It’s fondly known as Fat Tuesday among Christians and those who observe Lent, which technically begins on Wednesday. You may also know it by its French name, Mardi Gras.

However you refer to it, the day serves as a last hurrah before fasting for the six weeks of Lent. Throughout Lent, which ends at Easter, Christians “engage in acts of prayer, fasting and almsgiving,” Kim Mandelkow, director of the Office for Worship for the Archdiocese of Milwaukee previously explained to Nexstar.

Before entering the period of fasting, many use Fat Tuesday as a chance to indulge. Among the delicacies you’ll find people treating themselves to are pączkis (largely pronounced puhnch·kee, but potentially pown-check, depending on who you ask).

Pączki are Polish-style, filled yeast doughnuts that historically made use of excess ingredients such as butter, flour and sugar (foods Christians are encouraged to avoid between Ash Wednesday and Easter) ahead of Lent. They’re similar to a jelly doughnut but typically have less filling.

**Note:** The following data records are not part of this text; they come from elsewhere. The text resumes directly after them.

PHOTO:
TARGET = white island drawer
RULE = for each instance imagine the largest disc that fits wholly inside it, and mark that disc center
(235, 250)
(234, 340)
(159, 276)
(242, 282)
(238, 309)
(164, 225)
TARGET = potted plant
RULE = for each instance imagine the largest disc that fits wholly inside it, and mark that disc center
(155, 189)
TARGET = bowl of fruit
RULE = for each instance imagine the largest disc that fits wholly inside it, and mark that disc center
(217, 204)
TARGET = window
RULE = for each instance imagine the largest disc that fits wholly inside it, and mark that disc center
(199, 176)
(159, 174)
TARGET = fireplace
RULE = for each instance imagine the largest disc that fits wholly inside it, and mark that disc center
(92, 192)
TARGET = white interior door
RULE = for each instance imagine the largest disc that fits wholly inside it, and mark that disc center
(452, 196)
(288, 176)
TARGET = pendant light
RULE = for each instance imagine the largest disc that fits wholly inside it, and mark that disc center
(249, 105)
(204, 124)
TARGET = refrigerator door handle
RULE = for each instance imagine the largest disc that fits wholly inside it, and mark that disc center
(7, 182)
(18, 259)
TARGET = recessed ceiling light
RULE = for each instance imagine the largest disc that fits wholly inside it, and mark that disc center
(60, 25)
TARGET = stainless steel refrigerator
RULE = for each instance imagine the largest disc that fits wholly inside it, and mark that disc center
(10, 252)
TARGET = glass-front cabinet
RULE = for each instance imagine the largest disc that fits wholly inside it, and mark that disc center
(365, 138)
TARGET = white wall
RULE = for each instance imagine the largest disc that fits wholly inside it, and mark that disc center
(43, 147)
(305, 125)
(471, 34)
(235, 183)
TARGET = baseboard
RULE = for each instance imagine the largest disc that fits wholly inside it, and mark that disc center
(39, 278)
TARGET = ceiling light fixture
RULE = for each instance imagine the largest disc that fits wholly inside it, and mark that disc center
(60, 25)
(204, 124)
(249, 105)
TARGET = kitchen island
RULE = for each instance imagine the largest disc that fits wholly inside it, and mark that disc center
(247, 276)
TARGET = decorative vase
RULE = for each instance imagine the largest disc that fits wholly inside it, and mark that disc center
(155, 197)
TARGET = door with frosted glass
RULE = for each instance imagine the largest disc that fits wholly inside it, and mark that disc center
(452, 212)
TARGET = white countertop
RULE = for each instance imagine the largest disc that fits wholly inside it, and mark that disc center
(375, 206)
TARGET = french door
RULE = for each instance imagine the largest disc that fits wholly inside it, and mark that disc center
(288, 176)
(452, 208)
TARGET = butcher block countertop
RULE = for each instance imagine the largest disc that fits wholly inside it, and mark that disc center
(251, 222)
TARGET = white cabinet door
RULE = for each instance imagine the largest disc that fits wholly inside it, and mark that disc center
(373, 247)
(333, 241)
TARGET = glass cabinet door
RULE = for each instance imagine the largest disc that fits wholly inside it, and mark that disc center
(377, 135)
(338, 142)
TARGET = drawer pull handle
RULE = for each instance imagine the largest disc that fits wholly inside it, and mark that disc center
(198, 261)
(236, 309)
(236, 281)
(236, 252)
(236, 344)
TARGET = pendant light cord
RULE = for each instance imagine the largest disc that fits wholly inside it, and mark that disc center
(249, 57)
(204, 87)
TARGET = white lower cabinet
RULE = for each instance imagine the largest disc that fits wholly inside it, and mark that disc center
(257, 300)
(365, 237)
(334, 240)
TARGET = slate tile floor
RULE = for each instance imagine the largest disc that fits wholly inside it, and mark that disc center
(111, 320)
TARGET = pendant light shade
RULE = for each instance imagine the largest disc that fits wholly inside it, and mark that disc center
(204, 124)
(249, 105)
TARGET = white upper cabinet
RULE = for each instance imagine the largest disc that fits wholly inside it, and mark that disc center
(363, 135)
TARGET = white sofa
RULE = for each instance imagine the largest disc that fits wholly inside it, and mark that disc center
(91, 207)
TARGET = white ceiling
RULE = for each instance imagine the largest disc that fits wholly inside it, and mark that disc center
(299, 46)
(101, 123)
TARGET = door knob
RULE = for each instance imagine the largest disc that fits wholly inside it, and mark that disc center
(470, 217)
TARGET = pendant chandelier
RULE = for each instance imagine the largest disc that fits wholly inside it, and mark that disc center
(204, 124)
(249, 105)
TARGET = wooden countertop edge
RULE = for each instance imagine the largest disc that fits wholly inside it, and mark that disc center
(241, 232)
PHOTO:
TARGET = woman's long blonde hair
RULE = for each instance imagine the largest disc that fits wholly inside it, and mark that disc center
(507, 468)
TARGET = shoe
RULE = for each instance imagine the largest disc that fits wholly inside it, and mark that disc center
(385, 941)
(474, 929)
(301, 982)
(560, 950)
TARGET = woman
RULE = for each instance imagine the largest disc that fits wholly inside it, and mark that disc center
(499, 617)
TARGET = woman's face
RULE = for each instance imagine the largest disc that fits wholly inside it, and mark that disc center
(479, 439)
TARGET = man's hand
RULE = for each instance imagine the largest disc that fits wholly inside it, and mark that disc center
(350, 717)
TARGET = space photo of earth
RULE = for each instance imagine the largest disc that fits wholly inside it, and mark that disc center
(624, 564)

Some even prefer to call Fat Tuesday Pączki Day in honor of the treat. Chicago, with its large Polish population, takes a lot of credit for pączkis’ success in the U.S., but chances are, there’s a bakery near you serving them.

You may want to get your Valentine’s Day celebration out of the way on Tuesday, too: Ash Wednesday also falls on Feb. 14 this year. Because Christians are instructed to fast or abstain from certain foods on Ash Wednesday, it could make your Valentine’s Day celebration a little lackluster.

But take heart; Ash Wednesday and Valentine’s Day will only fall on the same day once more this century.